Re: [PATCH v2 4/5] perf x86 evlist: Add default hybrid events for perf stat
From: Namhyung Kim
Date: Thu Jun 09 2022 - 17:55:15 EST
Hello,
On Thu, Jun 9, 2022 at 9:01 AM Liang, Kan <kan.liang@xxxxxxxxxxxxxxx> wrote:
>
>
>
> On 6/9/2022 10:53 AM, zhengjun.xing@xxxxxxxxxxxxxxx wrote:
> > From: Kan Liang <kan.liang@xxxxxxxxxxxxxxx>
> >
> > Provide a new solution to replace the reverted commit ac2dc29edd21
> > ("perf stat: Add default hybrid events").
> >
> > For the default software attrs, nothing is changed.
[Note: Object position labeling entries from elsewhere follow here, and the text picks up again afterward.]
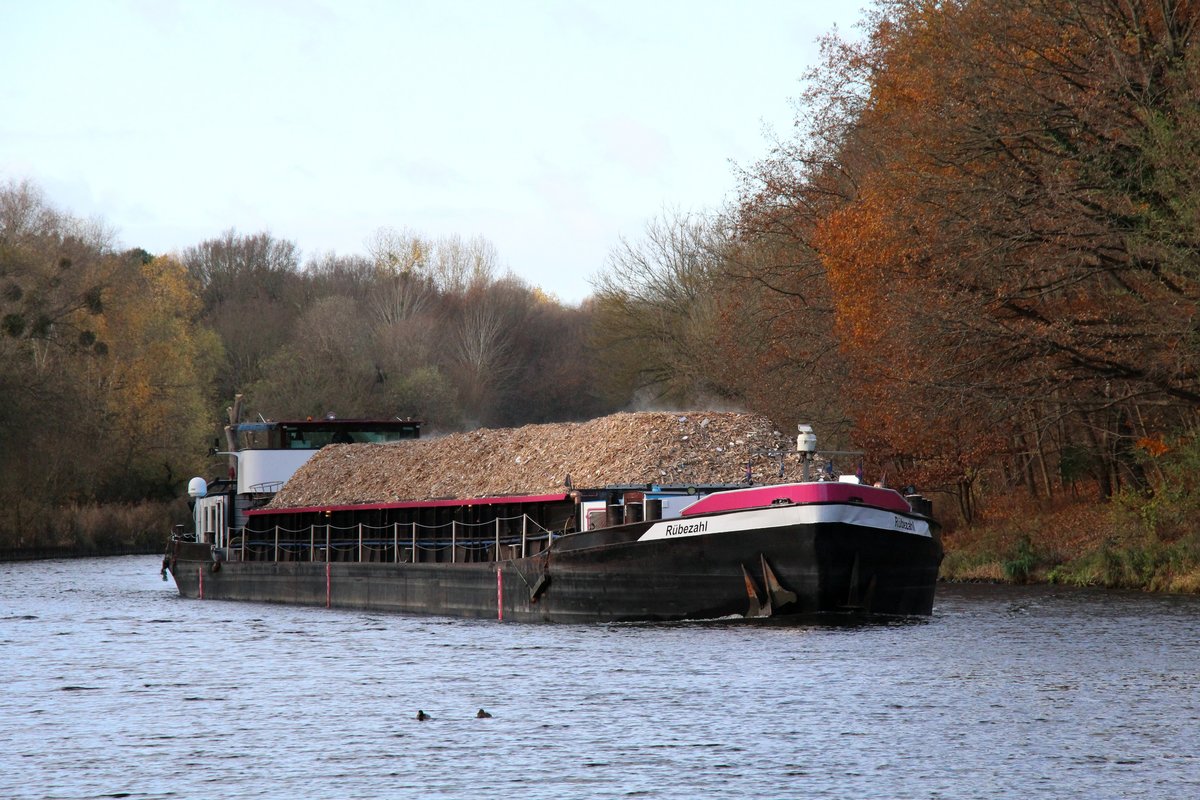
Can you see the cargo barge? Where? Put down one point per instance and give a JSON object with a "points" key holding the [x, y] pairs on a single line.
{"points": [[631, 552]]}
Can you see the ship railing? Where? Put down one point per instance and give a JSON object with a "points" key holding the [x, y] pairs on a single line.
{"points": [[496, 540]]}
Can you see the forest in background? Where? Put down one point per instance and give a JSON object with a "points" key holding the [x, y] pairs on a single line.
{"points": [[975, 257]]}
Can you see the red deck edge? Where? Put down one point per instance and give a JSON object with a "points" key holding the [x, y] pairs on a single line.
{"points": [[799, 493], [418, 504]]}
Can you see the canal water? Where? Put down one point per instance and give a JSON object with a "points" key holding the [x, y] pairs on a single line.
{"points": [[112, 686]]}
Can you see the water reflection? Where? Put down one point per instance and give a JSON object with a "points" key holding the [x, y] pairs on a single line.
{"points": [[113, 686]]}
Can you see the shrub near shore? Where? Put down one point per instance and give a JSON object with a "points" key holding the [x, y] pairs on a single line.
{"points": [[1139, 540]]}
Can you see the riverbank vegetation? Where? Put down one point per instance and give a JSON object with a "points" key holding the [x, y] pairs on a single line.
{"points": [[976, 258]]}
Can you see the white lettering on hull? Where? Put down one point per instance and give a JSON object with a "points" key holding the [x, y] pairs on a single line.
{"points": [[784, 516]]}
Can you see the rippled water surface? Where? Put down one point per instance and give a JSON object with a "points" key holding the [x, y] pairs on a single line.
{"points": [[113, 686]]}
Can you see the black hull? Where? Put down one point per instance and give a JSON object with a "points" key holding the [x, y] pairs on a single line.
{"points": [[797, 570]]}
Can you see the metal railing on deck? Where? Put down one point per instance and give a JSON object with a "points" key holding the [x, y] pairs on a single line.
{"points": [[396, 542]]}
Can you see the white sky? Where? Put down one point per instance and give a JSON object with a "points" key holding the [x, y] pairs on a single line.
{"points": [[550, 128]]}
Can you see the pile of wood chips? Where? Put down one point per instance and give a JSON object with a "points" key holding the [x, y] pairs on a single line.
{"points": [[642, 447]]}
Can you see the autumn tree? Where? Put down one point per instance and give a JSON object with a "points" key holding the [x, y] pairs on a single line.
{"points": [[994, 192], [252, 294]]}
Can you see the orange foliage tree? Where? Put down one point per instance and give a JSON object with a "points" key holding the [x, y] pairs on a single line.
{"points": [[997, 194]]}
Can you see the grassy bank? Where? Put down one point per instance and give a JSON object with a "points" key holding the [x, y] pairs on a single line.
{"points": [[79, 530], [1134, 542]]}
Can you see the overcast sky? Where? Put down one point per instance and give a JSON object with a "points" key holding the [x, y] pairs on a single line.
{"points": [[550, 128]]}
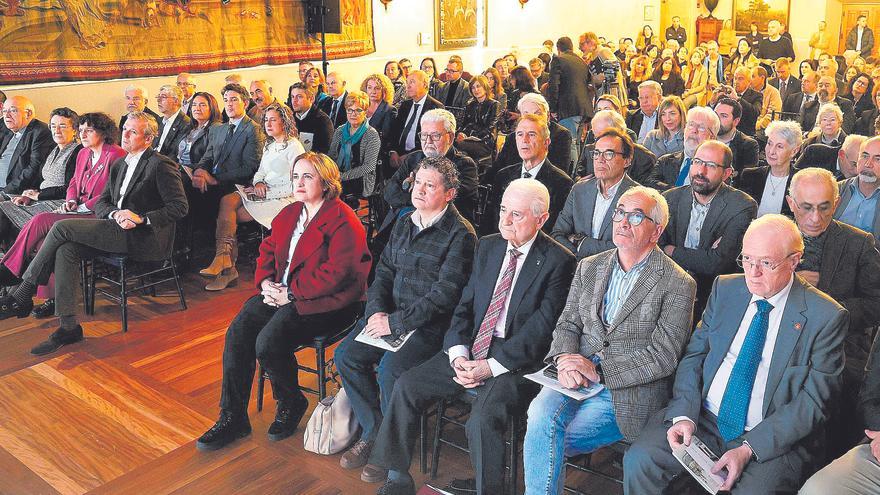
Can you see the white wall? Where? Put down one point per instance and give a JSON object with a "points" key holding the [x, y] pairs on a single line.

> > For the default hardware attrs, create a new evsel for each hybrid pmu.
> >
> > With the new solution, adding a new default attr will not require the
> > special support for the hybrid platform anymore.
> >
> > Also, the "--detailed" is supported on the hybrid platform
> >
> > With the patch,
> >
> > ./perf stat -a -ddd sleep 1
> >
> > Performance counter stats for 'system wide':
> >
> > 32,231.06 msec cpu-clock # 32.056 CPUs utilized
> > 529 context-switches # 16.413 /sec
> > 32 cpu-migrations # 0.993 /sec
> > 69 page-faults # 2.141 /sec
> > 176,754,151 cpu_core/cycles/ # 5.484 M/sec (41.65%)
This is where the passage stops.